A reporter asked for some "examples from individuals who have had to twiddle their thumbs waiting for the boss to leave (because you can't leave first)." They were also looking for "stories from individuals who can't leave the job early even though there's nothing to do."
This is something I take very seriously, so here's what they received:
I work in the video game industry, and this problem is rampant. It is compounded by the fact that we have 8 flexible hours in a day that can start as late as 10am and end as early as 4pm. I have had an employee that even would get to work at 6am and do a 10 hour shift and his boss didn't even know it because he didn't get into the office until 11am. They thought the "6am guy" was not doing full days, when he was actually the most productive person on the team because he got 4 hours of uninterrupted work because most of the company didn't arrive until 10am.
But that's not my story.
On software teams, you often work in short, two week bursts, called Sprints. At the beginning, everyone agrees on what needs to be done, and each member of the entire team is asked to do a full 80 hours over two weeks. How it gets done isn't important; it just must get done. And it must be completed within two regular work weeks. That's the entire process.
Our team decided to get to work early because the office would be empty for a couple of hours as most people in the office came in at 10am.
Working this way, our team completed all of the items on the feature list and even added new features that weren't part of the plan, although they were on the remainder of the feature list that we would be implementing later.
After the Sprint, we demonstrated the software to the head of the studio, who told us, not that we completed the Sprint, but that we should have been able to get more done. This made no sense to anyone on the team, so I asked what would make him say that. His reply: "I was here at 7pm every night, and the other team was, too. If you had actually worked full days, you would have done it. You didn't work hard enough."
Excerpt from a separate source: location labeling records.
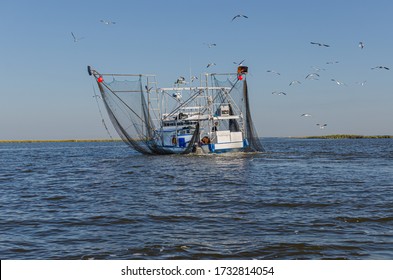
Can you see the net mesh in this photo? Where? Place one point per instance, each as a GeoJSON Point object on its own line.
{"type": "Point", "coordinates": [126, 103]}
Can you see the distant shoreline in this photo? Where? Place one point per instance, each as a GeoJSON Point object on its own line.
{"type": "Point", "coordinates": [60, 141]}
{"type": "Point", "coordinates": [345, 136]}
{"type": "Point", "coordinates": [333, 136]}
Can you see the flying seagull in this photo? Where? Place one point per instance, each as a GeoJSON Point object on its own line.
{"type": "Point", "coordinates": [211, 44]}
{"type": "Point", "coordinates": [279, 93]}
{"type": "Point", "coordinates": [294, 82]}
{"type": "Point", "coordinates": [238, 16]}
{"type": "Point", "coordinates": [338, 82]}
{"type": "Point", "coordinates": [312, 76]}
{"type": "Point", "coordinates": [320, 44]}
{"type": "Point", "coordinates": [239, 63]}
{"type": "Point", "coordinates": [318, 69]}
{"type": "Point", "coordinates": [107, 22]}
{"type": "Point", "coordinates": [180, 80]}
{"type": "Point", "coordinates": [272, 71]}
{"type": "Point", "coordinates": [380, 67]}
{"type": "Point", "coordinates": [76, 39]}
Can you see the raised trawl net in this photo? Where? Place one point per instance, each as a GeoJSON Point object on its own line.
{"type": "Point", "coordinates": [127, 103]}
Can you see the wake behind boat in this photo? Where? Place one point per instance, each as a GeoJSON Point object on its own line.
{"type": "Point", "coordinates": [212, 117]}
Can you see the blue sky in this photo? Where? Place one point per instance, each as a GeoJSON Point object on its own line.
{"type": "Point", "coordinates": [47, 94]}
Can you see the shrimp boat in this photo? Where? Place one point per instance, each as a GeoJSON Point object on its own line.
{"type": "Point", "coordinates": [209, 114]}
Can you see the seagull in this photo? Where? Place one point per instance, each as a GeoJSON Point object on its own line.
{"type": "Point", "coordinates": [76, 39]}
{"type": "Point", "coordinates": [320, 44]}
{"type": "Point", "coordinates": [107, 22]}
{"type": "Point", "coordinates": [238, 16]}
{"type": "Point", "coordinates": [380, 67]}
{"type": "Point", "coordinates": [211, 44]}
{"type": "Point", "coordinates": [272, 71]}
{"type": "Point", "coordinates": [239, 63]}
{"type": "Point", "coordinates": [294, 82]}
{"type": "Point", "coordinates": [312, 76]}
{"type": "Point", "coordinates": [361, 83]}
{"type": "Point", "coordinates": [177, 95]}
{"type": "Point", "coordinates": [180, 80]}
{"type": "Point", "coordinates": [338, 82]}
{"type": "Point", "coordinates": [279, 93]}
{"type": "Point", "coordinates": [318, 69]}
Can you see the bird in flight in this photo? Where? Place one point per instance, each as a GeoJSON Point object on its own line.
{"type": "Point", "coordinates": [380, 67]}
{"type": "Point", "coordinates": [312, 76]}
{"type": "Point", "coordinates": [211, 44]}
{"type": "Point", "coordinates": [320, 44]}
{"type": "Point", "coordinates": [279, 93]}
{"type": "Point", "coordinates": [318, 69]}
{"type": "Point", "coordinates": [294, 82]}
{"type": "Point", "coordinates": [238, 16]}
{"type": "Point", "coordinates": [239, 63]}
{"type": "Point", "coordinates": [180, 80]}
{"type": "Point", "coordinates": [272, 71]}
{"type": "Point", "coordinates": [321, 126]}
{"type": "Point", "coordinates": [338, 82]}
{"type": "Point", "coordinates": [76, 39]}
{"type": "Point", "coordinates": [107, 22]}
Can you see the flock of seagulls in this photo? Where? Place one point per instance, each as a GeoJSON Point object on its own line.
{"type": "Point", "coordinates": [239, 16]}
{"type": "Point", "coordinates": [77, 39]}
{"type": "Point", "coordinates": [315, 76]}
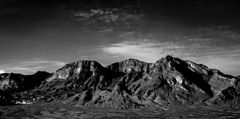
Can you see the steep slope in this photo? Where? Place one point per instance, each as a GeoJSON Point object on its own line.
{"type": "Point", "coordinates": [133, 83]}
{"type": "Point", "coordinates": [11, 84]}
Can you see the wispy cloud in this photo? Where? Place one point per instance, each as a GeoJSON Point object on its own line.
{"type": "Point", "coordinates": [224, 58]}
{"type": "Point", "coordinates": [2, 71]}
{"type": "Point", "coordinates": [143, 50]}
{"type": "Point", "coordinates": [32, 66]}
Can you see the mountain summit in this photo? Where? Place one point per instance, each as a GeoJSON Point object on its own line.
{"type": "Point", "coordinates": [133, 84]}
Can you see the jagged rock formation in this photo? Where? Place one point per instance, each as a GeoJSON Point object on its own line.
{"type": "Point", "coordinates": [12, 83]}
{"type": "Point", "coordinates": [133, 83]}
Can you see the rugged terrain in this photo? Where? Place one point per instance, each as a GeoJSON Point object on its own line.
{"type": "Point", "coordinates": [127, 84]}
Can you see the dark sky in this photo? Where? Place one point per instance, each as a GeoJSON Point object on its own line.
{"type": "Point", "coordinates": [46, 34]}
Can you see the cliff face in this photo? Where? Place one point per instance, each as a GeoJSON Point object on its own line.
{"type": "Point", "coordinates": [12, 83]}
{"type": "Point", "coordinates": [133, 83]}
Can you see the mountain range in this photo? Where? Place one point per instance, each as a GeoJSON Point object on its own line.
{"type": "Point", "coordinates": [127, 84]}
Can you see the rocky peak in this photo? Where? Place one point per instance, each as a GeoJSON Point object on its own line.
{"type": "Point", "coordinates": [88, 67]}
{"type": "Point", "coordinates": [130, 65]}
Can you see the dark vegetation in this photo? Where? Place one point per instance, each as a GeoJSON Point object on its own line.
{"type": "Point", "coordinates": [127, 84]}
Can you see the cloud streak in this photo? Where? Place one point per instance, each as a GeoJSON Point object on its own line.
{"type": "Point", "coordinates": [31, 66]}
{"type": "Point", "coordinates": [143, 50]}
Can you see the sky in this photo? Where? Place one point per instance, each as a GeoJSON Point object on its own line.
{"type": "Point", "coordinates": [45, 35]}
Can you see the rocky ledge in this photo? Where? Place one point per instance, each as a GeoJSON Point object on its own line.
{"type": "Point", "coordinates": [131, 84]}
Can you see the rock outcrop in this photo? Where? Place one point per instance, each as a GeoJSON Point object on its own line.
{"type": "Point", "coordinates": [127, 84]}
{"type": "Point", "coordinates": [133, 83]}
{"type": "Point", "coordinates": [11, 84]}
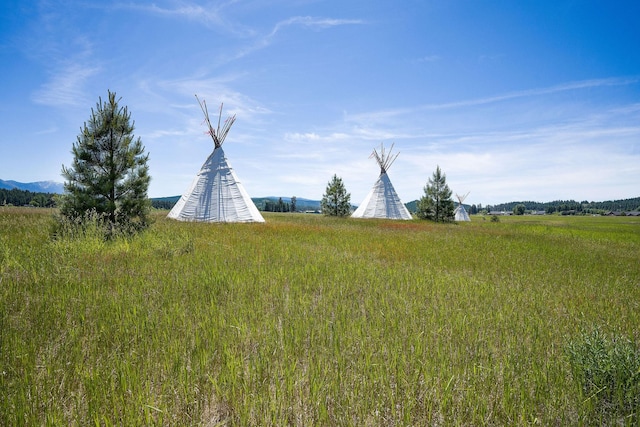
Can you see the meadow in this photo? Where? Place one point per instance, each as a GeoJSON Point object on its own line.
{"type": "Point", "coordinates": [311, 320]}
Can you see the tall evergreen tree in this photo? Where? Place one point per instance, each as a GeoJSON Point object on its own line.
{"type": "Point", "coordinates": [336, 201]}
{"type": "Point", "coordinates": [436, 204]}
{"type": "Point", "coordinates": [109, 172]}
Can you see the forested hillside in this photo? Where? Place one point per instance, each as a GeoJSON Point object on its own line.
{"type": "Point", "coordinates": [573, 206]}
{"type": "Point", "coordinates": [17, 197]}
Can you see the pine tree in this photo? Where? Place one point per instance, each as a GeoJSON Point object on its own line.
{"type": "Point", "coordinates": [109, 173]}
{"type": "Point", "coordinates": [336, 201]}
{"type": "Point", "coordinates": [436, 204]}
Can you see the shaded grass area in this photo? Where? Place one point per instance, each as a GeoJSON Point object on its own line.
{"type": "Point", "coordinates": [308, 320]}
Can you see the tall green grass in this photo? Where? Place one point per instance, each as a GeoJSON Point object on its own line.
{"type": "Point", "coordinates": [308, 320]}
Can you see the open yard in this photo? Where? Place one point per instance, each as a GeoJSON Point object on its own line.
{"type": "Point", "coordinates": [308, 320]}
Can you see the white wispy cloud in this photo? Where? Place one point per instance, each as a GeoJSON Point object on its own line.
{"type": "Point", "coordinates": [66, 85]}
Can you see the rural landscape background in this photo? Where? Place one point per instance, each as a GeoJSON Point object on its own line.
{"type": "Point", "coordinates": [314, 320]}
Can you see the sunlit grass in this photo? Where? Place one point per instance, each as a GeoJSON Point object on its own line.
{"type": "Point", "coordinates": [308, 320]}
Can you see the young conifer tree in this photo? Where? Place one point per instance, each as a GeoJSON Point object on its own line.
{"type": "Point", "coordinates": [109, 173]}
{"type": "Point", "coordinates": [336, 201]}
{"type": "Point", "coordinates": [436, 204]}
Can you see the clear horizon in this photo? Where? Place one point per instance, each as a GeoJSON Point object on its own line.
{"type": "Point", "coordinates": [514, 101]}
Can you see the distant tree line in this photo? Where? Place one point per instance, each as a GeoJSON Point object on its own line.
{"type": "Point", "coordinates": [16, 197]}
{"type": "Point", "coordinates": [280, 205]}
{"type": "Point", "coordinates": [568, 207]}
{"type": "Point", "coordinates": [162, 204]}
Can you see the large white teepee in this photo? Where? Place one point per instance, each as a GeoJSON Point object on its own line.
{"type": "Point", "coordinates": [216, 194]}
{"type": "Point", "coordinates": [382, 201]}
{"type": "Point", "coordinates": [460, 212]}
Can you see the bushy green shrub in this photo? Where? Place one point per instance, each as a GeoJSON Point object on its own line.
{"type": "Point", "coordinates": [607, 370]}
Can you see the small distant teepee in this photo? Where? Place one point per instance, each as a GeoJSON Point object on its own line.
{"type": "Point", "coordinates": [216, 194]}
{"type": "Point", "coordinates": [460, 212]}
{"type": "Point", "coordinates": [382, 201]}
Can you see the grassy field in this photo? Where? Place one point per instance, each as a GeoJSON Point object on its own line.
{"type": "Point", "coordinates": [307, 320]}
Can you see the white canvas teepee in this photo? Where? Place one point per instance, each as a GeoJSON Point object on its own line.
{"type": "Point", "coordinates": [382, 201]}
{"type": "Point", "coordinates": [460, 212]}
{"type": "Point", "coordinates": [216, 194]}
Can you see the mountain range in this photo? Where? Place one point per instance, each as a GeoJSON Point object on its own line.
{"type": "Point", "coordinates": [34, 187]}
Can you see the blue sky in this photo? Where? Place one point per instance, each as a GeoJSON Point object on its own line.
{"type": "Point", "coordinates": [514, 100]}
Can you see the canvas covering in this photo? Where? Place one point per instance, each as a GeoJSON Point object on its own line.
{"type": "Point", "coordinates": [382, 202]}
{"type": "Point", "coordinates": [461, 214]}
{"type": "Point", "coordinates": [216, 195]}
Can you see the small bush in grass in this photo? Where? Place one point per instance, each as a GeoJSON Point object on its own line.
{"type": "Point", "coordinates": [607, 370]}
{"type": "Point", "coordinates": [90, 226]}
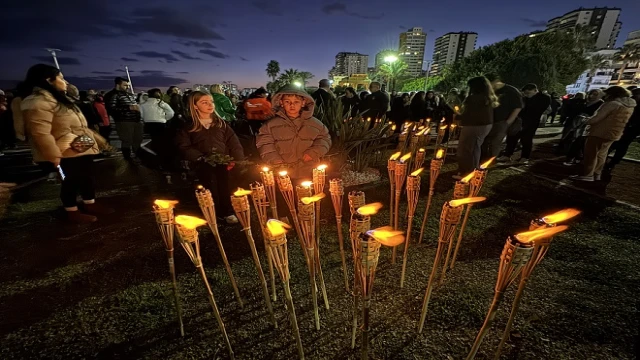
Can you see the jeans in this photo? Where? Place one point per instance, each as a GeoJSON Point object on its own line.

It became apparent that this was what was expected. We had to be in the building when he was. And "work harder." To what end? He would not say. The entire culture of the company was shifted at that moment, and not in a way anyone could understand.
The company slowly imploded afterwards, and I fully believe the nucleus of that implosion was the disrespect he showed the hard working employees that day. Our home lives were less important than his perception of what work is actually being completed.
Now, is that the type of company you'd want to work for? Not me. Your boss needs to define what's needed and to what standard. Then, when your work is done for the day... go home!